To the many Brooklynites who talked to me about living in that borough. Several welcomed me into their homes, including Matt Madden & Jessica Abel, Tom Hart & Leela Corman, Jason Little & Myla Goldberg, Seth Kushner and family, Christopher Irving, and Laura Lee Gulledge. And I got some great info from the Act-i-vate cartoonists (too many to list and it was a long time ago so I don't remember exactly who was there that day, but Dean Haspiel definitely was, he was, as always, an indespensible guide). And is it my imagination, or did I also talk to an early iteration of Pizza Island? My memory is going!
More on the Pedestrian Ring Photoshoot
In August of 2011, I had to draw the first of two big, difficult panels featuring a ring of pedestrians (eventually landing on pages 48 and 428—don't peak at the latter if you haven't finished the book). Getting the perspective and figure work on these panels right was going to be hard as hell, so I turned to my blog and Twitter followers to recruit a small battalion of local models.
About three dozen friends and strangers converged on a Sunday at The Oaks Mall in Thousand Oaks, CA. I had our teenaged daughter Winter stand in the middle of a big outdoor courtyard on the first floor, viewable at various angles from the stores on the second floor, and everybody else gathered around her in a giant circle. Then I, plus a couple of other volunteer photographers from among the models, (Jenna Levine included IIRC) ran around getting lots of reference photos.

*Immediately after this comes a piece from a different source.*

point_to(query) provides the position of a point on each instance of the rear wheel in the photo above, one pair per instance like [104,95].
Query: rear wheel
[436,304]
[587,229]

Afterwards, I paid them all in Gelato here.
I didn't have room in the printed book to thank everyone by name, but I do here, so a big, big thank you to Alaine Watson, Andrew Robinson, Annie Deirboghossian, Candice Mack, Carol Pond, Chad Collier, Chelsea Coleman, Daniella Orihuela-Gruber, Danielle Gladding, Finn McCauley, Fran Karmon, Henry Muller, James L. Byrnes III, Janice Collier, Jenna Levine, Jennifer Karmon, Jeremy Matters, Jon Witmer, Matt Davis, Michael Alari, Michael Karmon, Mike McCauley, Nanor Deirboghossian, Raven Watson, Richard Muller, Robynne Blume, S. Krystal McCauley, Sally Zybert, Sandy Watson, Sean Whitmore, Susan Tockgo, Tamar Curry, Tro Deirboghossian, Veronica Muller, Vicki Deirboghossian, Willow Watson.